In what feels like a definite warning of an oncoming dystopia teeming with robot insects, a team of UC Berkeley academics has developed a set of robotic cockroaches that can help each other climb stairs.
The so called VelociRoACH is able to boost a pal up a short slope, before being dragged onto the surface after it.
The robots use a tether that can be attached and released, allowing them to run synchronously and "provide a tether assist force while running".
It's just one model in a suite of robotic cockroaches designed and developed by the same team. One model is able to both withstand weight up to 900 times its own body weight, as well as run at high speed under this pressure, and is able to fit into holes one-tenth of an inch small. And in another experiment, the VelociRoACH teamed up with a robotic bird – the h2Bird – to traverse difficult terrain.
All of the robots have been designed to replicate the behaviour and biology of a cockroach and, although all models are still in prototype stage, are being designed to be used in search and rescue disasters.

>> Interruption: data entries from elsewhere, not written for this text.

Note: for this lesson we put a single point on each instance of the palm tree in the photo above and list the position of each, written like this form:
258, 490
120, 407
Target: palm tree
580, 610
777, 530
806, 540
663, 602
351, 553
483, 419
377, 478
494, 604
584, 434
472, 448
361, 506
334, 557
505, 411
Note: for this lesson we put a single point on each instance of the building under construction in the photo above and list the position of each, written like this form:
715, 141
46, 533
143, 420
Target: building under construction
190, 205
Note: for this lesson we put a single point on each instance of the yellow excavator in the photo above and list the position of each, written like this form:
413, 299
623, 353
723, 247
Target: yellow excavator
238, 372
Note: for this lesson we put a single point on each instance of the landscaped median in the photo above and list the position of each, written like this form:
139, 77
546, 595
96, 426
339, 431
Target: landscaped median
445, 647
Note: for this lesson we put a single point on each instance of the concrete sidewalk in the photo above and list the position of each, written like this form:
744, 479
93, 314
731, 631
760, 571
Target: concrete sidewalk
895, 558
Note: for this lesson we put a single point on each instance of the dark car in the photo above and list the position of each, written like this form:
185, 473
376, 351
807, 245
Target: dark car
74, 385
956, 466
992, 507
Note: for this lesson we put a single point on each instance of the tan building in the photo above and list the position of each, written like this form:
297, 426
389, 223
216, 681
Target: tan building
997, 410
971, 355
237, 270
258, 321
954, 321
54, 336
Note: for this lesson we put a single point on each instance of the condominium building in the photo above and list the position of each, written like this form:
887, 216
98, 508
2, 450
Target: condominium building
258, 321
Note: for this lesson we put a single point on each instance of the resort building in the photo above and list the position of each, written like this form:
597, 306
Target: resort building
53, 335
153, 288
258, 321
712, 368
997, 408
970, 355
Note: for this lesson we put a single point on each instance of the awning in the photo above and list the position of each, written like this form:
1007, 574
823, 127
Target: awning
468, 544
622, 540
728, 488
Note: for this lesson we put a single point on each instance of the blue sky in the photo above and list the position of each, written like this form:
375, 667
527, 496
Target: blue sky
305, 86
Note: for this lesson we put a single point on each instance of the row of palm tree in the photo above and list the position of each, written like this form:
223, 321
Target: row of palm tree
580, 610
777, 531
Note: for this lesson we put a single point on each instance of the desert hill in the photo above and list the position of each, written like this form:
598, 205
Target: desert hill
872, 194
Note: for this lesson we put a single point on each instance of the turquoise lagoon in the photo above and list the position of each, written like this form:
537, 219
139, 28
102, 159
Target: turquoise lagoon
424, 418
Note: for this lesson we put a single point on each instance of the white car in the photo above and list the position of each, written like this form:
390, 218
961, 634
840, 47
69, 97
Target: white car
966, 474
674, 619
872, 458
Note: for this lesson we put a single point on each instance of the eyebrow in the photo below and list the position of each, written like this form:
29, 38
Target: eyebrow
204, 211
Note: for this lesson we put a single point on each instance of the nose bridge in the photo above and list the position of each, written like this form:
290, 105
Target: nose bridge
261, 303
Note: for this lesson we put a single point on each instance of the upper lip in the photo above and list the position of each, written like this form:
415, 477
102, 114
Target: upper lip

"In the event of an earthquake, first responders need to know if an area of rubble is stable and safe, but the challenge is that most robots can't get into the rubble," said Robert Full, who works with the robots. "But if there are lots of cracks and vents and conduits, you can imagine just throwing a swarm of these robots in to locate survivors and safe entry points for first responders."
"This is only a prototype, but it shows the feasibility of a new direction using what we think are the most effective models for soft robots, that is, animals with exoskeletons," he said. "Insects are the most successful animals on earth. Because they intrude nearly everywhere, we should look to them for inspiration as to how to make a robot that can do the same."